A hand-made instrument
The kora has often been described as a harp-lute, but in reality, it belongs to the family of calabash harps found in West African Mandinka culture. This hand-made instrument, built entirely from natural materials, consists of a calabash cut in half for the resonator and a cowskin for the sound board. A long rosewood neck, strung with nylon strings, is attached to the sound board. A wooden bridge stands upright on the sound board, lifting the ten strings in two parallel rows, for the player’s left and right hand.
While the neck is reminiscent of a lute, the kora’s strings are always played like a harp. The advantage of playing the kora with both hands is the ability to play both melody and rhythm at the same time. It has a very distinctive soft sound.
The origins of the griots
The kora is the only calabash harp the griots use. This hereditary caste of professional musicians of the West African Mandé peoples are used as an intermediary when a young man wants to request a girl’s hand in marriage. They are also tasked with preserving the community’s customs, history and genealogy.
As is the case in many other cultures with an oral tradition, a cultural phenomenon’s genesis is often rooted in a narrative – often of a mythological nature. The birth of the caste of the griots has given rise to many stories, most of which are about a man who one day came to his brother’s rescue. After some blood spilling (during a battle or similar), the brother sang the praises of his valiant benefactor.
Here, singing and music express recognition, are a mark of gratitude. The griot also pronounces words of benediction, which then take on a sacred character. As a result, griots are feared and respected in equal measure, for their extraordinary qualities, by their communities. It is said that the griot’s words are so powerful that they can break down doors or make a tree lose all its foliage. That is why griots could be found on battlefields, urging kings and warriors to victory.
The blues of the djinn
Like the griots, the kora also has mythical origins. It is unclear when the kora first emerged. The oldest written account which mentions such an instrument dates from the end of the eighteenth century. In 1797, a Scottish explorer named Mungo Park came across a large harp with eighteen strings, the “korro”, whilst charting the course of the River Niger – it was the first time a Westerner undertook this journey. However, kora players today are not agreed that this is the date that their instrument first came into existence, some even claiming that it dates back to the thirteenth century…
The region in which the kora originated is less debated. Most griots think it came from Kaabu, the old Mandinka kingdom in Senegal and Guinea-Bissau. The kora is so closely associated with the culture of this region – and its very lively dance rhythms and polyphonic melodies – that it is even said to “speak Mandinka”.
Until the mid-1800s, the dominant rite in Mandinka culture was animism. During the second half of the nineteenth century, many rulers converted to Islam, which had already been present in the territory since the eighth century. The many narratives about the kora’s origins are influenced by this. All the narratives agree that the djinns created the kora. These supernatural creatures lived in desert places, and played the kora near streams and in the savannah.
Many believe that Jali Mady Wuleng, who is better known as Sissoko, was the first player to discover the kora. Bewitched by its pleasant sound, he set a trap for a djinn and succeeded in appropriating his instrument. This myth only compounds the mystery that surrounds the kora. Even today, many people agree that the kora is on loan to the griots from the djinns and the musician’s impassioned and irrational behaviour can be explained as a mark of the maleficent hold that these creatures still exercise on them. They believe that a great musician should therefore not display all of his virtuosity as he may one day experience the unfortunate consequences of this.
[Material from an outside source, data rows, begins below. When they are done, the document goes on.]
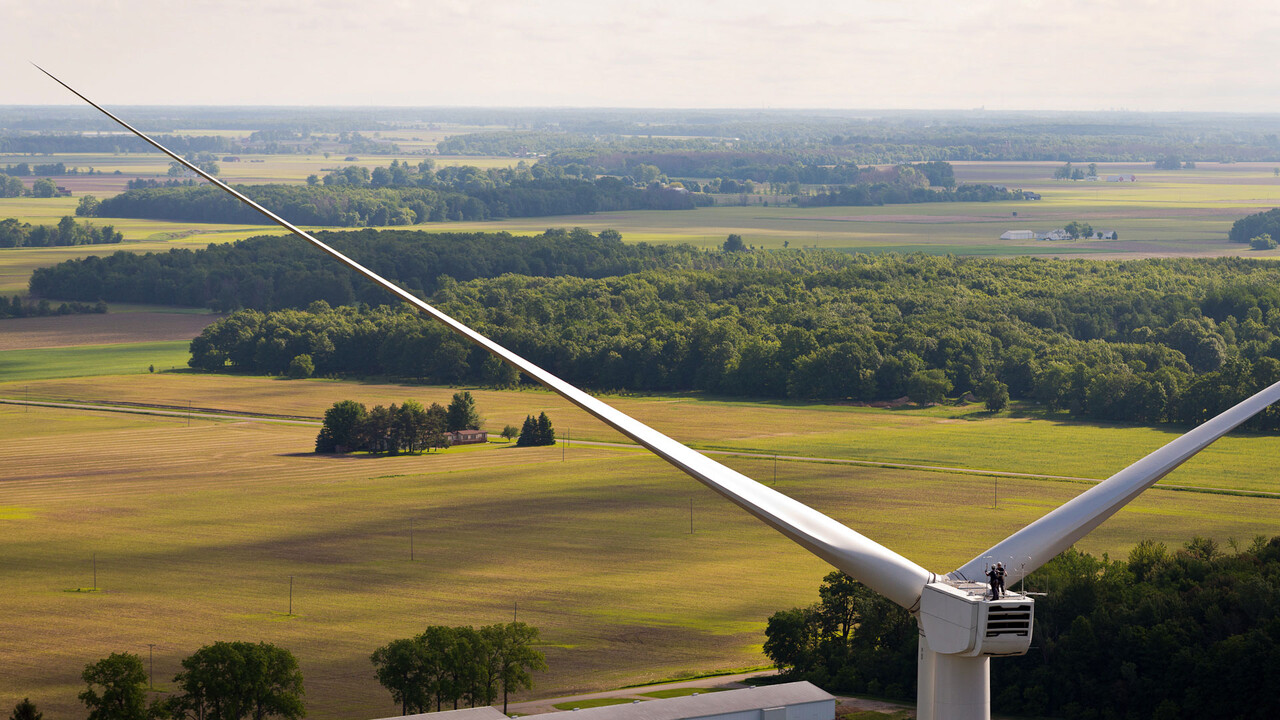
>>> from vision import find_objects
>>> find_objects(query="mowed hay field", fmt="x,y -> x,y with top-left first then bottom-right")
7,372 -> 1280,495
1,400 -> 1277,720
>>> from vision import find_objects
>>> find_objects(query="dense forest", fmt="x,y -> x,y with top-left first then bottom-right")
764,536 -> 1280,719
41,228 -> 1280,429
87,174 -> 702,226
28,228 -> 707,309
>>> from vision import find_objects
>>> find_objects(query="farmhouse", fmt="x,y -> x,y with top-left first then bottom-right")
1106,174 -> 1138,182
446,429 -> 488,445
1021,191 -> 1041,200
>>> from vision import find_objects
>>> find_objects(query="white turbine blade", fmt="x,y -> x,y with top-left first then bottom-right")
952,378 -> 1280,586
39,65 -> 936,610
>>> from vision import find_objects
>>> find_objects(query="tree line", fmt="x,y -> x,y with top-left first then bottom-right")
0,295 -> 105,320
0,216 -> 122,248
794,181 -> 1024,207
763,535 -> 1280,719
371,622 -> 546,715
168,248 -> 1280,430
1229,207 -> 1280,244
28,228 -> 709,311
72,641 -> 304,720
81,174 -> 701,227
314,392 -> 483,454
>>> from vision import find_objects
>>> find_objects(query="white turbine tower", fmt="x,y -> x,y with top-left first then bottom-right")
39,66 -> 1280,720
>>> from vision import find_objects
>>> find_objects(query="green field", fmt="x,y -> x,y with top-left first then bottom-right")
0,341 -> 191,380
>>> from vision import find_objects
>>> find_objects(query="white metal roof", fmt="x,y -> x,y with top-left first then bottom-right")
372,707 -> 509,720
544,681 -> 835,720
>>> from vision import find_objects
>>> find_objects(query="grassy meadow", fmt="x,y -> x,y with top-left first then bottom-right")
1,392 -> 1275,720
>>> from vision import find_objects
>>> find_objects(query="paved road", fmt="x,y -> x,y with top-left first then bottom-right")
5,397 -> 1278,499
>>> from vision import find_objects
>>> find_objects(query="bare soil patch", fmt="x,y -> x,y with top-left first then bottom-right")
0,312 -> 218,350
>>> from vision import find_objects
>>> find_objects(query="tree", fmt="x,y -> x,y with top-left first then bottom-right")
1251,233 -> 1277,250
516,415 -> 537,446
315,400 -> 367,453
982,379 -> 1009,412
906,369 -> 951,405
80,653 -> 148,720
371,638 -> 430,715
722,234 -> 746,252
535,412 -> 554,445
77,194 -> 101,217
445,391 -> 481,432
501,425 -> 519,441
170,641 -> 304,720
491,623 -> 546,714
10,699 -> 42,720
287,354 -> 314,379
31,178 -> 57,198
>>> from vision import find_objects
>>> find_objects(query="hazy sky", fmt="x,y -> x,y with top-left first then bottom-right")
5,0 -> 1280,111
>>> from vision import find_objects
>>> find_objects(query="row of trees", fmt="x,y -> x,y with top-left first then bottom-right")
0,295 -> 105,319
370,623 -> 546,715
81,174 -> 700,227
764,536 -> 1280,718
0,216 -> 122,248
171,249 -> 1280,429
794,181 -> 1023,208
77,641 -> 304,720
28,228 -> 700,311
0,174 -> 61,198
315,392 -> 482,454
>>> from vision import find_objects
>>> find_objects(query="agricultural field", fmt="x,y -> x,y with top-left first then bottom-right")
4,161 -> 1280,298
0,375 -> 1276,720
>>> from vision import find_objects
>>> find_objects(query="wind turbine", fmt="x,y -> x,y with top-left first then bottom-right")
38,66 -> 1280,720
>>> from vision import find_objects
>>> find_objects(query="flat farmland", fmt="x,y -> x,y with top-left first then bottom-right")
5,161 -> 1280,298
1,398 -> 1275,720
6,372 -> 1280,495
0,312 -> 218,350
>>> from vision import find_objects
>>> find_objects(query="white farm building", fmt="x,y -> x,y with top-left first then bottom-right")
370,682 -> 836,720
1000,230 -> 1036,240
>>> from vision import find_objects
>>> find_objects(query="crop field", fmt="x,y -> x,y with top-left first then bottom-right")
1,395 -> 1276,720
5,371 -> 1280,496
4,161 -> 1280,298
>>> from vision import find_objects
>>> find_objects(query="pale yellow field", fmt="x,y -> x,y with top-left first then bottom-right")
1,396 -> 1274,720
Like the guitar player who sold their soul to the devil on a crossroads at midnight to become a great blues player, the kora players are believed to be under the spell of the djinns to enjoy the pleasure playing their instrument inspires.
The twentieth century: a global recognition
From the eighteenth century onwards, several European powers colonised a large part of Mandinka territory, which only regained independence in the 1960s. During the colonial era, the kora was a very popular instrument, as the colonials preferred its soft melodious sound to the harsher and loud percussive sound of the balafon (a xylophone) and the drums.
After independence, the kora became a symbol of modernity and cultural authenticity in West Africa. Kora players became national celebrities, who were feted by the presidents of the new states.
In the 1950s, several kora players established formidable reputations, both on the national and international scene, through radio, recordings and international tours. One of these celebrities was Soundioulou Cissoko, who was the favourite artist of the Senegalese president Leopold Sedar Senghor. Others include the virtuoso kora player Lalo Keba, and Malian artists such as Batrou Sekou Kouyaté, Djelimady Sissoko and Sidiki Diabaté.
Nowadays, kora musicians are creating a fusion of their art with other musical traditions. The concerts in Bozar's Kora Days pay tribute to these adventurers, who exalt the primary purpose of their art, namely to foster communication and encounters between individuals.
After Lucy Duran, "The Kora: Tales of a Frontier Instrument", World Circuit Records, 2008.